Over two weeks before the maiden voyage, Chief Officer Murdoch discusses the possibility of a terrorist attack on the Titanic with Captain Smith, First Officer Lightoller, and Second Officer David Blair.
On 9 April, all officers meet in a conference room on board he ship. Henry Tingle Wilde is announced to become Chief Officer, Blair is discharged off the Titanic, and Murdoch and Lightoller both go down one rank.
On the Sunday evening of the maiden voyage, Smith wants to make a little "headway" and arrive half a day earlier, but Ismay reminds him of the fact White Star doesn't try to gain the Blue Riband. Ismay goes to bed and Smith repeats his wish, even though Murdoch says they had a few ice warnings.
Later, Titanic is sinking. Stewards Annie Desmond and Paolo Sandrini are filling a lifeboat with women and children. Fourth Officer Boxhall forbids Paolo from allowing Second Class women into the lifeboats from A Deck, he thinks they have to board from the Boat Deck. Paolo almost clashes with Boxhall until Murdoch arrives and orders all women and children into the lifeboats.

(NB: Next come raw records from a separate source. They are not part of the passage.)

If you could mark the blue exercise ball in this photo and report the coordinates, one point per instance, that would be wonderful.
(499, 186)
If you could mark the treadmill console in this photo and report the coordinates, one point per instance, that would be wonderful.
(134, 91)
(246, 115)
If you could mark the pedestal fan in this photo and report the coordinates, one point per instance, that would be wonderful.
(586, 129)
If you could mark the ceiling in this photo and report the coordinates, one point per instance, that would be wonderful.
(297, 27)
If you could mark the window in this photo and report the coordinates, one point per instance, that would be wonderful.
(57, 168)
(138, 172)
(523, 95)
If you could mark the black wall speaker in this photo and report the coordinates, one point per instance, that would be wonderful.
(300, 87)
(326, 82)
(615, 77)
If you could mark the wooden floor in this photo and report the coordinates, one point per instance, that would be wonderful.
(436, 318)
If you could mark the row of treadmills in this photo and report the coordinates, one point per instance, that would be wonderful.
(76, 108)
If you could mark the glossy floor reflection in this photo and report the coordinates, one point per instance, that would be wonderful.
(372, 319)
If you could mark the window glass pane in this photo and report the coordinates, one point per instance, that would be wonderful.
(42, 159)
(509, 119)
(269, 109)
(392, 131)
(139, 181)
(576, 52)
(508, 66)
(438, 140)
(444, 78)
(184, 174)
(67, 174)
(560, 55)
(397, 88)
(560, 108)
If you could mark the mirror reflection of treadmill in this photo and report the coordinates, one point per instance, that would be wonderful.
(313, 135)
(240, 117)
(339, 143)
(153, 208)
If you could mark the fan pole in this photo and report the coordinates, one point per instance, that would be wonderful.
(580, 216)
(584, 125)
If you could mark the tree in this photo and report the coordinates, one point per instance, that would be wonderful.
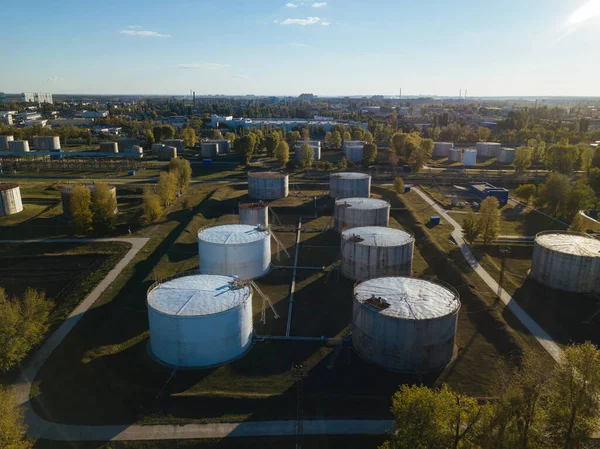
(398, 185)
(23, 324)
(103, 205)
(525, 192)
(182, 170)
(488, 220)
(79, 209)
(12, 426)
(470, 228)
(573, 405)
(307, 155)
(166, 187)
(282, 153)
(189, 137)
(152, 208)
(522, 159)
(369, 154)
(271, 141)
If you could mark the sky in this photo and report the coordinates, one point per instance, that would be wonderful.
(333, 47)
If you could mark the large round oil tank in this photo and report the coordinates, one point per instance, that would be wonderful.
(4, 141)
(254, 214)
(109, 147)
(506, 155)
(454, 155)
(349, 185)
(567, 261)
(487, 149)
(356, 212)
(199, 321)
(372, 251)
(405, 324)
(19, 146)
(235, 250)
(10, 199)
(268, 185)
(441, 149)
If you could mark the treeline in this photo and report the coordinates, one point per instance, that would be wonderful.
(535, 406)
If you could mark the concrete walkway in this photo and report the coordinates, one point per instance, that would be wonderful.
(535, 329)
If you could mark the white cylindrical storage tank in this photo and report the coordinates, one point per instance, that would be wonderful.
(356, 212)
(10, 199)
(109, 147)
(199, 321)
(235, 250)
(373, 251)
(567, 261)
(405, 324)
(487, 149)
(454, 155)
(350, 185)
(4, 142)
(254, 214)
(19, 146)
(268, 185)
(506, 155)
(441, 149)
(470, 158)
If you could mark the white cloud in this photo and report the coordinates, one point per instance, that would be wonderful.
(303, 22)
(203, 65)
(143, 33)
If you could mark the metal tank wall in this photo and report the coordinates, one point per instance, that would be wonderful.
(362, 261)
(4, 142)
(355, 212)
(349, 185)
(441, 149)
(10, 199)
(268, 185)
(245, 260)
(404, 345)
(254, 214)
(561, 271)
(487, 149)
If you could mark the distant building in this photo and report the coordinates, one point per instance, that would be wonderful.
(37, 97)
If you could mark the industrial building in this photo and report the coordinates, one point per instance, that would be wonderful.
(373, 251)
(235, 250)
(349, 185)
(567, 261)
(199, 321)
(255, 214)
(10, 199)
(268, 185)
(357, 212)
(405, 324)
(483, 189)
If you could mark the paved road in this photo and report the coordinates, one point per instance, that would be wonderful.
(536, 330)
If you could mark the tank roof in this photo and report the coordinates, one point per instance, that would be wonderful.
(408, 298)
(362, 203)
(7, 186)
(232, 234)
(378, 236)
(573, 244)
(197, 295)
(266, 174)
(350, 175)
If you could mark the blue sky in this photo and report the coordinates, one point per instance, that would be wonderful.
(333, 47)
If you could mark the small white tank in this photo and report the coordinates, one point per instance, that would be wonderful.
(235, 250)
(355, 212)
(350, 185)
(372, 251)
(254, 214)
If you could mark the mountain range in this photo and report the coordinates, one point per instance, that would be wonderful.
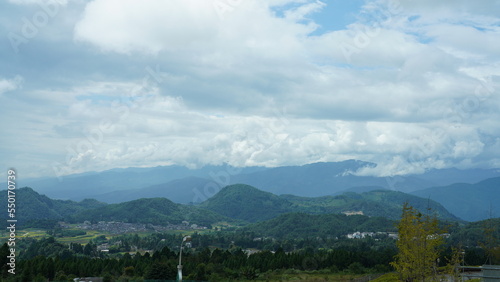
(182, 185)
(238, 203)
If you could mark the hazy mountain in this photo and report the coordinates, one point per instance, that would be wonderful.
(180, 191)
(300, 225)
(184, 185)
(251, 204)
(158, 211)
(85, 185)
(377, 203)
(247, 203)
(31, 206)
(471, 202)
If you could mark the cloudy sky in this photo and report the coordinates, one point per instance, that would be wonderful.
(95, 85)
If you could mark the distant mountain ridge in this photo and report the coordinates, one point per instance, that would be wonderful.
(326, 178)
(31, 206)
(248, 203)
(234, 203)
(472, 202)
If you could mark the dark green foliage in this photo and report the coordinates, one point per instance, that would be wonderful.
(158, 211)
(300, 225)
(247, 203)
(35, 210)
(471, 202)
(384, 203)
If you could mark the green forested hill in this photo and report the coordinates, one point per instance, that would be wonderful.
(384, 203)
(32, 207)
(300, 225)
(158, 211)
(248, 203)
(471, 202)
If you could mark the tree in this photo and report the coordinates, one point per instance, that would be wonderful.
(418, 244)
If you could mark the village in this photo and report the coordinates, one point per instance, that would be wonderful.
(116, 227)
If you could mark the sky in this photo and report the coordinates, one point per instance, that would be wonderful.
(102, 84)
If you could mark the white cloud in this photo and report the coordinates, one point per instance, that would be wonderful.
(10, 84)
(400, 99)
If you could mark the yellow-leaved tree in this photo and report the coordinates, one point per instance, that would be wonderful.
(418, 243)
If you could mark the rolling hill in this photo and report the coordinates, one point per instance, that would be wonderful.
(321, 179)
(179, 190)
(31, 206)
(471, 202)
(300, 225)
(158, 211)
(247, 203)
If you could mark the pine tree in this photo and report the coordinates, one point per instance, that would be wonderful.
(418, 244)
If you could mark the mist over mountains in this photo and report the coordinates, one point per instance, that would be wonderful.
(468, 201)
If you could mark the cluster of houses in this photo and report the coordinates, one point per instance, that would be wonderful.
(361, 235)
(115, 227)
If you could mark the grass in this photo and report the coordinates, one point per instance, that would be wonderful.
(37, 233)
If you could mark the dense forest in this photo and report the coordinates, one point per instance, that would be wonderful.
(227, 254)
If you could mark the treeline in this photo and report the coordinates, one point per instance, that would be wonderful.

Murdoch then heads to another lifeboat, where he calls for any more women. John Batley brings his wife towards the boat, and asks permission to join her. Second Officer Lightoller said 'no men' but Murdoch ignores that and allows Batley in.
Before the Batley's can enter the lifeboat, most of the Maloney family run to the boat, where Mary Maloney suddenly gets trampled. Lord Manton helps to get her up. Muriel is also trampled, but John refuses help from Lord Manton. The Maloney family board lifeboat 15, and Murdoch orders steward Hart to take charge.
Murdoch is last seen speaking with Captain Smith in the bridge, his death isn't shown.